Ozon nos ofrece una historia de dolor y de superación del duelo.
Con un mensaje claramente pacifista.
El enemigo en una guerra es un ente abstracto, peligroso y malvado.
Cuando se conoce en persona al adversario podemos descubrir que ha podido ser el amigo de nuestro hijo, que es un individuo sensible y tierno, que ha sufrido y ha quedado marcado por la violencia de la guerra.
A veces, la mentira puede producir consuelo.
La verdad, en cambio, puede ser demoledora y no conducir a nada positivo.
Ozon maneja la fotografía para que cuando el hijo fallecido revive o es recordado la imagen se torne de colores.
Cuando Adrien Rivoire comienza a tocar el violín y los padres y la novia recuerdan a su hijo y novio fallecido, la imagen se vuelve a color.
Ese momento es tan emotivo, tan bello, tan intenso, que mis miopes ojos se inundaron de lágrimas y mi rostro endurecido por la vida fue un torrente.
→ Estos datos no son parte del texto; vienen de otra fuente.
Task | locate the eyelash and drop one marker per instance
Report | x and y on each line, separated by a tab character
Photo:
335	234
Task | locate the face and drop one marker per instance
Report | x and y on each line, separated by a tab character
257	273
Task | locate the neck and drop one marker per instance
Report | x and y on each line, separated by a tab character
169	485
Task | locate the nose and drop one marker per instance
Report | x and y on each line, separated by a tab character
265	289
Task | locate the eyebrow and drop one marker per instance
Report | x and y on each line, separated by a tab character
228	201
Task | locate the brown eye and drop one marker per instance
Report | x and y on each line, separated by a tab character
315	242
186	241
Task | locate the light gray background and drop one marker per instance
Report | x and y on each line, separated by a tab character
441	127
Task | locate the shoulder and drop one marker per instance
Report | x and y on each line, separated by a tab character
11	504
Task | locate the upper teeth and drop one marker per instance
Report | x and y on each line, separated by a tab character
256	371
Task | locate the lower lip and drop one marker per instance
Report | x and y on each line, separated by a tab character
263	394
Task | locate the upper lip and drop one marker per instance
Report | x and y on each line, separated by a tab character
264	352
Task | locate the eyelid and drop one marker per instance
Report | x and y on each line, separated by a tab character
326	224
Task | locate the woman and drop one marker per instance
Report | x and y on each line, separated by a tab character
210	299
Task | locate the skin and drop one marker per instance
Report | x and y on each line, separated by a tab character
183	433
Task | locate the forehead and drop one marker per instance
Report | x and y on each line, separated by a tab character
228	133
Es lo que tiene ser tan sensible.
Cuando Anna viaja a Francia, en busca de una ilusión, encuentra un país empobrecido y herido por la guerra.
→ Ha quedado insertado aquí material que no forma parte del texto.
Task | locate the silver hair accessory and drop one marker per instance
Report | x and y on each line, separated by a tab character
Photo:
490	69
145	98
El retrato tanto de la Alemania rural y del París de postguerra que nos presenta Ozon es de tristeza, de penurias, certero e incisivo.
Es sorprendente como se olvida esta desolación y se vuelve a caer en el mismo error una y otra vez.
Mi admiración hacia François Ozon que ha construido una obra sensible y emotiva, realista y cruda, bella y descarnada.